The same rules apply to existing employees too. Companies shouldn't force their workers to provide access to their social media posts. In addition, "screening of employees' social media profiles should not take place on a generalised basis," the group argues. Finally, the working party says employees shouldn't be required to use a social media account created by their employee. If it's required for work purposes, the employee should always have the right to set up an alternative, personal account and use it whenever they feel it's appropriate. "And this should be specified in the terms and conditions of the employment contract," the guidance reads.

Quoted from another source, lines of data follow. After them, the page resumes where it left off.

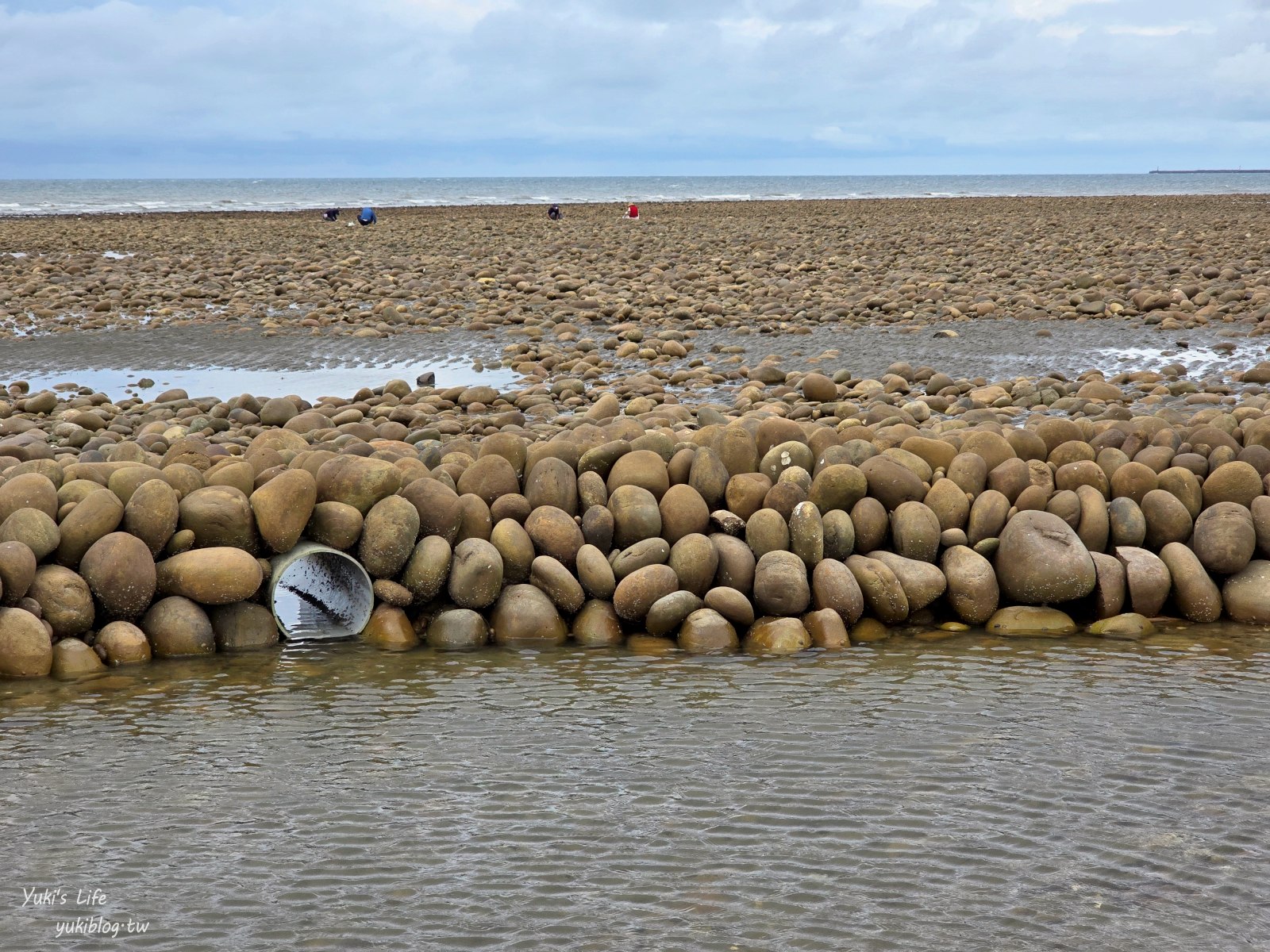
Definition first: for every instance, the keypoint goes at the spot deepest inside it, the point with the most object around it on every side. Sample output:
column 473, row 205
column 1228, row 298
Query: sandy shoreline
column 827, row 285
column 760, row 428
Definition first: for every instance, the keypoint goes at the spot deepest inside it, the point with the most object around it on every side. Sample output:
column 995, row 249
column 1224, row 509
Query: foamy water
column 114, row 196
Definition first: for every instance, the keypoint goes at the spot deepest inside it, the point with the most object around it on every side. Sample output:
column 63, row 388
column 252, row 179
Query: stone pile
column 806, row 513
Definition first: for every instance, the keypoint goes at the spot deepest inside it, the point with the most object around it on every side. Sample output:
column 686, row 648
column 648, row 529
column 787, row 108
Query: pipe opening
column 321, row 594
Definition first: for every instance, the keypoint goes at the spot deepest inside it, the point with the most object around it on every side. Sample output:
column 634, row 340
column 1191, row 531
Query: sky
column 422, row 88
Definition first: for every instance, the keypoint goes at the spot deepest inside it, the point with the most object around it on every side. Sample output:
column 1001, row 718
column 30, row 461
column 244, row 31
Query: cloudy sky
column 226, row 88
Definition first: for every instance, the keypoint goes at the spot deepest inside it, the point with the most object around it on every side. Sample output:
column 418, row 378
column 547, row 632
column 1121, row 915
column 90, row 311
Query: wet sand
column 1028, row 286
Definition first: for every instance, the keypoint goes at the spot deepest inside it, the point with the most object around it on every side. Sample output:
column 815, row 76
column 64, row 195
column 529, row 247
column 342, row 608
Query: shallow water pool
column 969, row 793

The guidance serves as clarification for the General Data Protection Regulation (GDPR), a new set of laws that were passed in April and will take effect in May 2018. As The Telegraph reports, these rules will apply even after the United Kingdom has left the European Union. The "opinion" serves as a reminder, and a call for future participation by specifying exactly what's expected of employers next year, and how the rules apply to new technology and modern workplace practices. The guidance is therefore structured as a series of scenarios whereby the interests of employers would need to be balanced by employees' right to privacy.

Which all sounds great in theory, but enforcing the new rules could prove tricky. "All employers should be following these basic rules but, in practice, I'm not sure they do," Peter Church, a technology specialist at law firm Linklaters told the BBC. "The GDPR might force employers to be a bit more diligent about compliance with the rules."